Uit een enquête van het LUMC blijkt dat nierpatiënten hun toekomst vaker willen bespreken met hun nefroloog, met name vrouwen. De resultaten zijn gepubliceerd in Clinical Kidney Journal.
163 mensen vulden de enquête in, waarvan 26 dialysepatiënten, 92 niertransplantatiepatiënten en 45 mensen met chronische nierziekte (CKD) die niet in de andere groepen vallen. De meeste patiënten denken soms (56%) of vaak (35%) na over hun toekomst. De CKD-groep die vaak nadenkt over hun toekomst is een stuk groter (62%) dan die in de dialysegroep (19%) en transplantatiegroep (26%).
Mensen met een chronische nierziekte bespreken hun toekomst ook vaker met hun nefroloog (62%) dan de andere groepen (50% en 44%). Een kwart van de CKD-groep doet dit niet, maar heeft er wel behoefte aan. In de dialysegroep is dat 11% en in de transplantatiegroep 20%. Mensen die dialyse krijgen willen het vaakst hun toekomst liever niet bespreken (23%). Vrouwen rapporteren vaker dat zij nadenken over hun toekomst dan mannen, maar bespreken dit minder vaak met hun nefroloog.
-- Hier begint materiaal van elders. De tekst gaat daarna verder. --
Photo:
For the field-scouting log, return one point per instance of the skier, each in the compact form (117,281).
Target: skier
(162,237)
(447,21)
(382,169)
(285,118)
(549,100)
Onder de mensen die hun toekomst niet bespreken, is de groep die daar wel behoefte aan heeft bovendien grotendeels vrouw.
Bijna driekwart van de deelnemers wil meer informatie over hun prognose, ook als die negatief is. Belangrijke onderwerpen zijn labwaardes, symptomen en fysieke gesteldheid. Dialysepatiënten geven mentale gezondheid prioriteit over het fysieke welzijn.